At the 2015 Association for Death Education and Counseling Conference, Dr. Gloria Horsley interviewed Dr. Barbara Scharf about losing a parent as an adult, which is often a minimized loss—and a very difficult one. Your parents are your parents, no matter what your age. Unfortunately, those around you (including those you thought would be part of your support network) might not respond with the empathy, listening skills and compassion you need when you lose a parent later in life. Today, Dr. Scharf’s mother is almost 90 years old and credited with teaching her children to always be optimistic and see the cup as halfway full.
“People think that when you lose a parent as an adult, it’s not a big deal. But it is!” says Dr. Horsley. It’s been 18 years since Dr. Scharf lost her father, but says her mother has played a huge role in helping everyone in the family move forward. Dr. Scharf says her mother has overcome a stroke, always has a smile on her face and is always looking forward.
Building Your Network
From her mother, who was of course grieving the loss of a husband, Dr.

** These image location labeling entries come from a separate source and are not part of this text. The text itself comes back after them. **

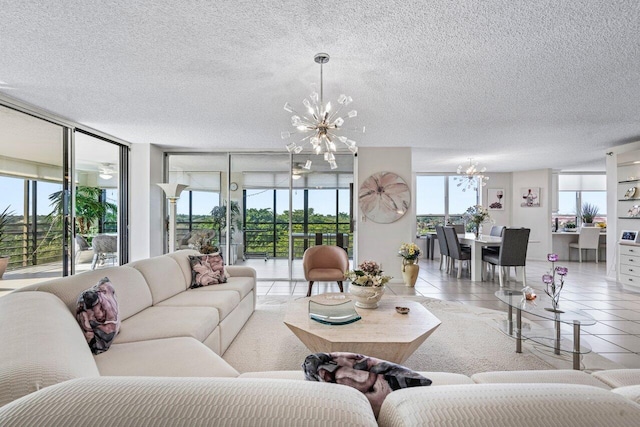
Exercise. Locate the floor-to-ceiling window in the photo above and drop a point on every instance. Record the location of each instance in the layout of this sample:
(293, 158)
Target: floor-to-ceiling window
(278, 209)
(44, 162)
(576, 190)
(441, 201)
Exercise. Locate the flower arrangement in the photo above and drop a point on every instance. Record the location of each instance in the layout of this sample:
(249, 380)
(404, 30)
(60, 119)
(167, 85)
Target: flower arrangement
(476, 215)
(368, 273)
(409, 251)
(554, 288)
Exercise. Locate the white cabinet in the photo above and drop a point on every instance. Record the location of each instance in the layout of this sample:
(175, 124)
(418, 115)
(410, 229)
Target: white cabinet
(629, 265)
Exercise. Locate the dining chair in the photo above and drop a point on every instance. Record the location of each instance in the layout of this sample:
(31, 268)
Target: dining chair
(325, 263)
(513, 253)
(459, 228)
(589, 238)
(457, 252)
(444, 249)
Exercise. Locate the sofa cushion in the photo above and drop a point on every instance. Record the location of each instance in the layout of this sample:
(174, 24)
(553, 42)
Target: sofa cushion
(98, 316)
(40, 345)
(241, 284)
(508, 405)
(163, 276)
(631, 392)
(224, 301)
(168, 322)
(132, 289)
(207, 270)
(153, 401)
(561, 376)
(172, 357)
(618, 377)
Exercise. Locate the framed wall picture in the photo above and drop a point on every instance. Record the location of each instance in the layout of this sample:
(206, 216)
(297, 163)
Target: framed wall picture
(530, 197)
(495, 199)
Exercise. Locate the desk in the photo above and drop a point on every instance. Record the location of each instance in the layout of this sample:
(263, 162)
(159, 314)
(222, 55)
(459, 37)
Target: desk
(476, 251)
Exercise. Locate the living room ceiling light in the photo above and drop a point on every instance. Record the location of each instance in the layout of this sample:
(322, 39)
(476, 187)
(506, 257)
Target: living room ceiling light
(320, 125)
(471, 176)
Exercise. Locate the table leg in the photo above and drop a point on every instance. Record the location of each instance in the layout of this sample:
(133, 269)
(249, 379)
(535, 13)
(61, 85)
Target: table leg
(510, 320)
(431, 244)
(518, 330)
(576, 345)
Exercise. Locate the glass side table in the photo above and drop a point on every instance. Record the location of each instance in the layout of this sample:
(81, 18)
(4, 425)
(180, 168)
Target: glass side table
(540, 307)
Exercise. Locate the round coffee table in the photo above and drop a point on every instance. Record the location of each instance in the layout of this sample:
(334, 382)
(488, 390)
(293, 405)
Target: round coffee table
(382, 332)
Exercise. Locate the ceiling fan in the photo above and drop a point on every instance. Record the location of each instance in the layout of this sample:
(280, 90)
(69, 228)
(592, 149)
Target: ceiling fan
(298, 169)
(107, 170)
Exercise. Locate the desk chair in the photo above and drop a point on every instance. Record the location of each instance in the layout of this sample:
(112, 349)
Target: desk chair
(589, 238)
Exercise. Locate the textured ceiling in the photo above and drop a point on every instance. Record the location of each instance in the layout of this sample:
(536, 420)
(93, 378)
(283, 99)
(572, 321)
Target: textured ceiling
(514, 84)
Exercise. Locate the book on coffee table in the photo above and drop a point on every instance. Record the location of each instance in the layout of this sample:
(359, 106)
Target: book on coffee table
(333, 314)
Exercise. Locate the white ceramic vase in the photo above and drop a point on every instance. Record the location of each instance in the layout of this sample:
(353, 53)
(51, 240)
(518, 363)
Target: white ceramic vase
(366, 296)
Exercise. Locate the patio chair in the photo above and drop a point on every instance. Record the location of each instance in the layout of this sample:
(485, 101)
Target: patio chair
(105, 246)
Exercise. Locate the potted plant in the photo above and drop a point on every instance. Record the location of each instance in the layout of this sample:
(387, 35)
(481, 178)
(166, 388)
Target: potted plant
(4, 221)
(89, 207)
(589, 212)
(367, 284)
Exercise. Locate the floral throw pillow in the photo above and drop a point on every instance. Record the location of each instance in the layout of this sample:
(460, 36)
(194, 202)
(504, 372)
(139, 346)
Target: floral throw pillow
(375, 378)
(207, 270)
(98, 315)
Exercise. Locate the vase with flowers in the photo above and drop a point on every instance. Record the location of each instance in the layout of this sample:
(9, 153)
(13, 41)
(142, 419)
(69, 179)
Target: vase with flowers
(474, 216)
(410, 252)
(553, 287)
(367, 284)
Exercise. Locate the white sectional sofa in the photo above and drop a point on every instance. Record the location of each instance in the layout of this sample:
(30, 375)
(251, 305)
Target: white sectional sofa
(164, 368)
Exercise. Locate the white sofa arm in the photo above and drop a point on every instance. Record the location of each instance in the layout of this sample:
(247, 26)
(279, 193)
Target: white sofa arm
(240, 271)
(153, 401)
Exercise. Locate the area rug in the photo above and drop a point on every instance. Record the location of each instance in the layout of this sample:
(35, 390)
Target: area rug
(468, 341)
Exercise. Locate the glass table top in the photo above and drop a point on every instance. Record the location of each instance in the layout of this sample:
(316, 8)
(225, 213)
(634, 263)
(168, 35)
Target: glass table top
(539, 307)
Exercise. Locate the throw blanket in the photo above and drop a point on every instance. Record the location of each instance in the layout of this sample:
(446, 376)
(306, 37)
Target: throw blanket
(374, 377)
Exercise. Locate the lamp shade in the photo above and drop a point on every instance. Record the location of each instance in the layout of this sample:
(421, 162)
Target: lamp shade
(171, 190)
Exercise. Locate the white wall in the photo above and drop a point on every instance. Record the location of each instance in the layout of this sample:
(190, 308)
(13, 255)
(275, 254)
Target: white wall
(380, 242)
(538, 219)
(503, 181)
(146, 202)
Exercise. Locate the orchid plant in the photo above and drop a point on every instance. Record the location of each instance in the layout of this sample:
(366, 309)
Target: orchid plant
(553, 287)
(368, 273)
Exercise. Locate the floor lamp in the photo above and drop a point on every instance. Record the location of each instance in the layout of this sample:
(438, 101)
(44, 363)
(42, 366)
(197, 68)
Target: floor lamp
(172, 192)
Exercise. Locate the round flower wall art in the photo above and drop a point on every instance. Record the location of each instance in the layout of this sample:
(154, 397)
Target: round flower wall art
(384, 197)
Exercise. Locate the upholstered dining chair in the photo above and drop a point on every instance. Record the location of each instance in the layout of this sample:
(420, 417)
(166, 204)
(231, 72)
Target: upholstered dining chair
(325, 263)
(456, 252)
(496, 231)
(589, 238)
(513, 253)
(444, 249)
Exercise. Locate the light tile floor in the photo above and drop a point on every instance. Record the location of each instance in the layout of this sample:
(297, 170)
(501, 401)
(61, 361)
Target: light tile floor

Scharf and her sister learned that there’s always sadness in life, but always happiness, too. It’s important to find the best support network for you during a loss, and it may not be who you expect. Losing a parent means many in the family are undergoing a loss, and they may react in a myriad of ways. Dr. Scharf considers herself lucky to have such a strong mother as a role model, but other people may need to look farther for inspiration.
She encourages everyone to work diligently to find support. You may need to ask, which can be difficult in the grieving process. However, it’s paramount for healing.